Murmel aber Nice

Es ist schon ein paar Jahre her, als ich begeistert wurde von Wintergatan und seinem Murmespiel. Seitdem verschwanden die Murmeln für mich allerdings wieder ins längst verlassene Reich der Spielzeuge. Bis John Oliver Mitte Mai in einer seiner Sendungen zu Sport in Corona-Zeiten von der Marble League berichtete, die er künftig als Sponsor unterstützen würde. Es hat zwar ein wenig gedauert, bis der Groschen gefallen ist, bzw. die Murmel ins Rollen kam, aber inzwischen kann ich mich dem Suchtfaktor, der durch die Videos von Jelle’s Marble Run entsteht nicht mehr so leicht entziehen.
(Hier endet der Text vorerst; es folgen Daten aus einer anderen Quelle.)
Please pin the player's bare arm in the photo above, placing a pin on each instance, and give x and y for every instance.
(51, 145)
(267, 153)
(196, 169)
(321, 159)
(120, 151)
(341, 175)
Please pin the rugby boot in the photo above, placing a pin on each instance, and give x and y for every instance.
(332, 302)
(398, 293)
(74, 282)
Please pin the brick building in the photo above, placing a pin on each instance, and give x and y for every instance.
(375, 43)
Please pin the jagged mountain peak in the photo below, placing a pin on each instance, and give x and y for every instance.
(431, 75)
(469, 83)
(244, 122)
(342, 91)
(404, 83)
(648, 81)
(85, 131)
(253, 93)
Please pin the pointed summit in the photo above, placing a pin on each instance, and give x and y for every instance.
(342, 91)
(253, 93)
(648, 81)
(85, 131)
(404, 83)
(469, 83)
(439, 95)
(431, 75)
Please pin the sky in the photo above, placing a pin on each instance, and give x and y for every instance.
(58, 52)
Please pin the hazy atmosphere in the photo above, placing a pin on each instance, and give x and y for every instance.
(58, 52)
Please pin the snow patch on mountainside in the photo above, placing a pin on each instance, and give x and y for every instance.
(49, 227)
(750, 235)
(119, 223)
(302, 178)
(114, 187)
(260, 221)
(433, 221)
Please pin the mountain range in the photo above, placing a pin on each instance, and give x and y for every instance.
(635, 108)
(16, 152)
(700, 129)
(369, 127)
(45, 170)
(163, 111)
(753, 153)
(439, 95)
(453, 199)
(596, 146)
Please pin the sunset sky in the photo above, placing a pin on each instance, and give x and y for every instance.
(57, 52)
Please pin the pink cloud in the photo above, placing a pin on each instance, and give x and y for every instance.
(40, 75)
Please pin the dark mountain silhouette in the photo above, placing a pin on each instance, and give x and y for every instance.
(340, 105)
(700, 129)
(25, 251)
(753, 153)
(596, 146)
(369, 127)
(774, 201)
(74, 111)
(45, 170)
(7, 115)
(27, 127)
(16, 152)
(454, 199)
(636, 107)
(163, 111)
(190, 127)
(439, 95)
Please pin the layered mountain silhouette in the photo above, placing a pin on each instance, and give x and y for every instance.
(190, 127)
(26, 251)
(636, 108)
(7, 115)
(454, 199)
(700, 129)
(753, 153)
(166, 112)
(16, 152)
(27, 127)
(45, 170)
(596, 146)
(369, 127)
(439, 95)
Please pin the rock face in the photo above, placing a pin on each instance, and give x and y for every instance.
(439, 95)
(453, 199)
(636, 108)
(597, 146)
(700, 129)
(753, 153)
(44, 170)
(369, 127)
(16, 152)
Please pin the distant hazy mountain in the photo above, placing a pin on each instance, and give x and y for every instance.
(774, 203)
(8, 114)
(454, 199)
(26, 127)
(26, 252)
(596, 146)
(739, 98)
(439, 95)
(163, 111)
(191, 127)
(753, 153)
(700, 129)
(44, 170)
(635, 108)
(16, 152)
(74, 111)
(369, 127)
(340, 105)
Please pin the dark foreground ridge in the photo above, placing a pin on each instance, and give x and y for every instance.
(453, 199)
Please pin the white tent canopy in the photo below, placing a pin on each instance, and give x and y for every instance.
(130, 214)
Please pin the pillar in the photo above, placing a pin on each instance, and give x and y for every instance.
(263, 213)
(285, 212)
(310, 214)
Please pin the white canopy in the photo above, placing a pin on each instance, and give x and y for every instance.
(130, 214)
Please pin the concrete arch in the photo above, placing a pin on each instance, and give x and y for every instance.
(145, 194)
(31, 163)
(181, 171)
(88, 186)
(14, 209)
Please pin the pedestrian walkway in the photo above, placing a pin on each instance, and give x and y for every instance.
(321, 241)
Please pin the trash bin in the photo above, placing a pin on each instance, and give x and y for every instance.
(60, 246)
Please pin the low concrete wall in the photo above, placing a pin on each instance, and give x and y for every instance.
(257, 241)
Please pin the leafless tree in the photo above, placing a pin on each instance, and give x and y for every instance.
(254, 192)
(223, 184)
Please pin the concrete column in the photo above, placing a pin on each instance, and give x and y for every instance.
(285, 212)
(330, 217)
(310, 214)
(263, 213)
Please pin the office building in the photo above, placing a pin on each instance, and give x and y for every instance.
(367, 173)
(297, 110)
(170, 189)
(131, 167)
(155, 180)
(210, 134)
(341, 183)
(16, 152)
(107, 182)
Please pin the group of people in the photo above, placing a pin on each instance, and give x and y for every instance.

Der Inhalt der Marble League ist eigentlich völlig belanglos: Murmeln rollen Murmelbahnen hinunter, prallen aufeinander oder fallen aus dem Spielfeld. Spannend wird das ganze durch eine künstlich geschaffene und abwechslungsreiche Wettkampfsituation, in der Murmeln bestimmten Teams mit wiedererkennungswert zugeordnet sind und vermeintliche Leistung abliefern. Absurd wird das ganze, durch die Geschichten, die ein Reporter des Wettkampfs mit Ablauf des Geschehens erzählt. Die Form ist teilweise professioneller als ich es aus früheren Formel-1-Übertragungen gewohnt war.

Natürlich gibt das Geschehen mit den Rahmebedingungen genug her für Geschichten, aber mit Verlauf des Wettbewerbs und bei den regelmäßig angezeigten Wertungen kann auch – Zufall hin oder her – auf zurückliegende „Erfolge“ oder „Pechsträhnen“ verwiesen werden. Dabei entsteht eine teilweise fesselnde Spannung und mit der Zeit entwickelt sich bei manchen sogar ein Team zum heimlichen Favoriten. Großartig wird das ganze schließlich durch die Detailverliebtheit der Verantwortlichen. Es erinnert ein wenig ans Wrestling der 90er, aber ohne gut und böse (bis hierhin) und darüber hinaus ungescripted.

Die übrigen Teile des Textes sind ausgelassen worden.